Question 1: What is weight initialization for a neural network model?

Weight initialization is setting the weights of a neural network to a set of values as the starting point for the model training process. It affects the neural network model performance.
We can specify the initial weights as all zeros, all ones, a constant number, or a distribution.

In the python code below, we use the TensorFlow initializer to set the initial weight in a normal distribution with 0 mean and unit standard deviation.

# Import tensorflow
import tensorflow as tf

# Set random normal initializer
initializer = tf.keras.initializers.RandomNormal(mean=0., stddev=1.)

# Apply the initializer to the layer
layer = tf.keras.layers.Dense(3, kernel_initializer=initializer)

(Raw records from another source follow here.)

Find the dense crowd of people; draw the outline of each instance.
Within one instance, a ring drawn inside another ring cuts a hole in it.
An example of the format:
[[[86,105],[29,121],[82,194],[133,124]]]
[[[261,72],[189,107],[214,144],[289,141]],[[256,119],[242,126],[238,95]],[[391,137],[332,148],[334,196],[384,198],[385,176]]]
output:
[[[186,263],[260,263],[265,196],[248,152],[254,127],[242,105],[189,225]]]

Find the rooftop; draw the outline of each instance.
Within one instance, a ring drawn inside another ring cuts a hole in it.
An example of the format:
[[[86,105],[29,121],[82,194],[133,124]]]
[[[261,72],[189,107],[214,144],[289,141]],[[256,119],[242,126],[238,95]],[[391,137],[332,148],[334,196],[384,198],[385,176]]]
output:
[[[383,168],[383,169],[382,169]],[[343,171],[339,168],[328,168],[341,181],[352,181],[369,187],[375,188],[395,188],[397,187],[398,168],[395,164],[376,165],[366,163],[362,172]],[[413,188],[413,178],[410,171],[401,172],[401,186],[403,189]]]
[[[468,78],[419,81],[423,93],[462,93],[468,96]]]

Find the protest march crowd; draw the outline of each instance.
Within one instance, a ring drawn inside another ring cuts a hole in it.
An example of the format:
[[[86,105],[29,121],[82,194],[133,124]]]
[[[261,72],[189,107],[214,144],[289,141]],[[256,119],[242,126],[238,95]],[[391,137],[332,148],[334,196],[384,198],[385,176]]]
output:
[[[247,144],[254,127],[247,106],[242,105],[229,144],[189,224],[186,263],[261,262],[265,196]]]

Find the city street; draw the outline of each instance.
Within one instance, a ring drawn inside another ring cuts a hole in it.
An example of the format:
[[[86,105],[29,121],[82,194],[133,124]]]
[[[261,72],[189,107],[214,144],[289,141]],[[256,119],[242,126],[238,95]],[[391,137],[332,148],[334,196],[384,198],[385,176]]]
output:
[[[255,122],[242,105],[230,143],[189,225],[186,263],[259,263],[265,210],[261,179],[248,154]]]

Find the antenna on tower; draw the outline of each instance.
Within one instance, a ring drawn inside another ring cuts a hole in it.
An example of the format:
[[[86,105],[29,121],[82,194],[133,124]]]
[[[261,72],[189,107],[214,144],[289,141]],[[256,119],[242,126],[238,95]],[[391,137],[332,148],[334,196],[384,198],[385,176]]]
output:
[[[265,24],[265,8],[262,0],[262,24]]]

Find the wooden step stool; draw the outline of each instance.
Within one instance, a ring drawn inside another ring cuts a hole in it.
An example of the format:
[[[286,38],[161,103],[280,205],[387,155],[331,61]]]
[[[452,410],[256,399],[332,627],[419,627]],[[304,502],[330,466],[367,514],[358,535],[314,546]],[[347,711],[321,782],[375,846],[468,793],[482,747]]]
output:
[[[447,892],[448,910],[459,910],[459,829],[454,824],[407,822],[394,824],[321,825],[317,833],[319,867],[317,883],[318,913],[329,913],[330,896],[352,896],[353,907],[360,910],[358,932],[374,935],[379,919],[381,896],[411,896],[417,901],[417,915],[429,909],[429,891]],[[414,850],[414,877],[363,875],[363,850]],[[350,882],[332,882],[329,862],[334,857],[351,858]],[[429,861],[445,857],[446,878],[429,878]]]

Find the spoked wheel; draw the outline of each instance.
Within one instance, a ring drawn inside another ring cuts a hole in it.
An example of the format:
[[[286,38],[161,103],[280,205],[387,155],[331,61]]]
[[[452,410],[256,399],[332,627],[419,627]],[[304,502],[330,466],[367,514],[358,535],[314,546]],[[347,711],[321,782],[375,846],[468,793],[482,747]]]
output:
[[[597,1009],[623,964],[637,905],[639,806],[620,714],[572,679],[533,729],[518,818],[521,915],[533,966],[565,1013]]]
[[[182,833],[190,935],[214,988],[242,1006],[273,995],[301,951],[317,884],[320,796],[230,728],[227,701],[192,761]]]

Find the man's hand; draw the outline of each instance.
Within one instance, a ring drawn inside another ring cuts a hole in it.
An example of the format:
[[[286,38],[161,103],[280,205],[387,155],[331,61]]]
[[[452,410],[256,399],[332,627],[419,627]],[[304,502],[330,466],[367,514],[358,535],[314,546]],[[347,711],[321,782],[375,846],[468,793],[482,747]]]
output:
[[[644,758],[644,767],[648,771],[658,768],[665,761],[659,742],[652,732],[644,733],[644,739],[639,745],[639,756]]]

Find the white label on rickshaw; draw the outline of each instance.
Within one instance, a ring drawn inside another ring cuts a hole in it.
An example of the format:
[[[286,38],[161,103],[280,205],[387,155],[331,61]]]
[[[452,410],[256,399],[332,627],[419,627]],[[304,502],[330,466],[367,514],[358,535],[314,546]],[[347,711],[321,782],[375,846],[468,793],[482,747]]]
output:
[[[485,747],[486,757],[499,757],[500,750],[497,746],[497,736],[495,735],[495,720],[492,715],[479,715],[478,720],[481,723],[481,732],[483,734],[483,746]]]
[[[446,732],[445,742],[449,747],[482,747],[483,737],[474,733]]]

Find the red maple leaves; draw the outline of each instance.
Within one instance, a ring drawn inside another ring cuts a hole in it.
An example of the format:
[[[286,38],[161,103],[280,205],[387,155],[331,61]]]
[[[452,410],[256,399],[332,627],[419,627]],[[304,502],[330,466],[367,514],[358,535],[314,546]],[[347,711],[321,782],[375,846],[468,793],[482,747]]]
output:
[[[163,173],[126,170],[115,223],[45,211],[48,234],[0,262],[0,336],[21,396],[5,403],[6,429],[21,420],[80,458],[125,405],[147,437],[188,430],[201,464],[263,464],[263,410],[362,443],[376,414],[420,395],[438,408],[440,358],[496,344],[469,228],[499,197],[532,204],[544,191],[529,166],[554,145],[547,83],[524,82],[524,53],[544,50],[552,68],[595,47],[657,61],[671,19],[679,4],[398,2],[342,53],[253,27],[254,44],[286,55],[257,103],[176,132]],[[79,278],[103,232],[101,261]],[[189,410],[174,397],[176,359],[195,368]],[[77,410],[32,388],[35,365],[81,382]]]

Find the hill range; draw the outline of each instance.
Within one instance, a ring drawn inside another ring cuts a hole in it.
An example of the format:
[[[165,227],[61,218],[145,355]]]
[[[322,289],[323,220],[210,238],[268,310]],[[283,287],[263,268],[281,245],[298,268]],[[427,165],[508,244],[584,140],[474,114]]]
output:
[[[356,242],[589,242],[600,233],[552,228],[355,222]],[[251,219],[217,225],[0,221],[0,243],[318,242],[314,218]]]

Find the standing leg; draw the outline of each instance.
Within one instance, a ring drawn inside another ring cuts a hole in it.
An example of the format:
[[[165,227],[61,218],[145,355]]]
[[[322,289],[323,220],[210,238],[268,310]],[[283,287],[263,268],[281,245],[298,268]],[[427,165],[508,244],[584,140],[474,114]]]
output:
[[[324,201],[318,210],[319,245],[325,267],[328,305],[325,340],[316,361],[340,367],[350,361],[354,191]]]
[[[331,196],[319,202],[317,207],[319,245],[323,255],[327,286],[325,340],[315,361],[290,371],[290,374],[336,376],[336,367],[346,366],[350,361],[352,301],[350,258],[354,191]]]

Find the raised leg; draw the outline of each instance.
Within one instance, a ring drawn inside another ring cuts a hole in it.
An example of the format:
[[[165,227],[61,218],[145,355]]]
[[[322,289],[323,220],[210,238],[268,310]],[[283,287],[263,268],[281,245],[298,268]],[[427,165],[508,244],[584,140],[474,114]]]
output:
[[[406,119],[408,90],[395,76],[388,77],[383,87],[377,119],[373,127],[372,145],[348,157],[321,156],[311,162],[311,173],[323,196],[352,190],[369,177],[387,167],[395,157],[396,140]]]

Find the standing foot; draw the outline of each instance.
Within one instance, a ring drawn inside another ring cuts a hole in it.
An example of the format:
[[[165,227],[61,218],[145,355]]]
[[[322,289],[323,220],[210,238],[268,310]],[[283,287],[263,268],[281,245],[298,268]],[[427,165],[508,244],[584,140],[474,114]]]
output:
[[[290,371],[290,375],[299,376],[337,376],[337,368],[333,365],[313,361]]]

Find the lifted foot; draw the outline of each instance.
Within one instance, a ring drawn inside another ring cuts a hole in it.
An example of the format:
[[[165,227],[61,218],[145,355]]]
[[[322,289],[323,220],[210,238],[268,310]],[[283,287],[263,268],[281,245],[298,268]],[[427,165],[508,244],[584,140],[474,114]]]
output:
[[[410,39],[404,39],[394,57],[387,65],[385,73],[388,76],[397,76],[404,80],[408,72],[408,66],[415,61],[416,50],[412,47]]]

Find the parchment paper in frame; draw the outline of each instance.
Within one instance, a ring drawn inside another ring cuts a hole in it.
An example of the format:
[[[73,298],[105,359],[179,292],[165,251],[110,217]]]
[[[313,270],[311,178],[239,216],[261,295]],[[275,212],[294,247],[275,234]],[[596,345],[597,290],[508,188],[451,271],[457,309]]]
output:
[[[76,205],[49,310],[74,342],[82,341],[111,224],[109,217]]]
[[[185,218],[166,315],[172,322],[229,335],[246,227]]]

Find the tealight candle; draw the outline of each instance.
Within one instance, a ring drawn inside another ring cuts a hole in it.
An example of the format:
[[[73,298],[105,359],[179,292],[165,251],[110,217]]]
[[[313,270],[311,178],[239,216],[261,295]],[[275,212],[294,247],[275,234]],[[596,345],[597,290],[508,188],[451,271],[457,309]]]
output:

Question 2: What is backpropagation?

Backpropagation is a key step in training a neural network model.
The goal of backpropagation is to update the weights for the neurons in order to minimize the loss function.
Backpropagation takes the error from the previous forward propagation and feeds this error backward through the layers to update the weights. This process is iterated until the neural network model is converged.

Question 3: What is the loss function of a neural network model?

A loss function is a function that measures the quality of a machine learning model by comparing the actual and the predicted target values. It is for a supervised model only because its calculation requires the ground truth value of the target.

When training a neural network model, we need to specify the loss function name depending on the nature of the project.

Linear Regression: For a neural network model with a continuous target variable,

👉 mean_squared_error is the default.

👉 mean_squared_logarithmic_error is the mean squared error (MSE) based on log values. It is usually used for the dependent variable with a wide range of values.

👉 mean_absolute_error is robust for data with outliers because the errors are not squared.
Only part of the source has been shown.